Of course, the remaining possibility is that we can verify neither $p$ or $\neg p$. The measured wavelength lies just on the borderline. We keep measuring for more and more precision, but we get $650.0$, $650.00$, $650.000$ and so on. At no point will we verify that the wavelength lies in $(650, 700)$, but at no point will we also be certain that this is not the case. Thus, the possible worlds where neither $p$ nor $\neg p$ can be verified may be thought of as the borderline cases, if you will. I hope that clarifies things at least a little.

You could also think of this as running parallel computational processes for $p$ and $\neg p$: one outcome is that $p$ successfully terminates, another outcome is that $\neg p$ successfully terminates, but it could also happen that neither process will terminate, in which case you are left in the dark about whether the point lies inside the set or not.

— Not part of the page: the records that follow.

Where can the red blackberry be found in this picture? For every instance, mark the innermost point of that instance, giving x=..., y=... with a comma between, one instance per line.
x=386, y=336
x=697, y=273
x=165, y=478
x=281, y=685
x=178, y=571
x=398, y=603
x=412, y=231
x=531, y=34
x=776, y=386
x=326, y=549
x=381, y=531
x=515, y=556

tl;dr: you should not think of open sets as truth values and then boggle your mind by thinking about what it could possibly mean to talk about the truth value $(0, 0.1) \cup (0.2, 0.9)$. Rather, you should think of them as interpretations of propositions in different worlds, scenarios, states of affairs, etc. Each proposition has only two possible truth values at each world: either the world lies inside the given open set, or it doesn't.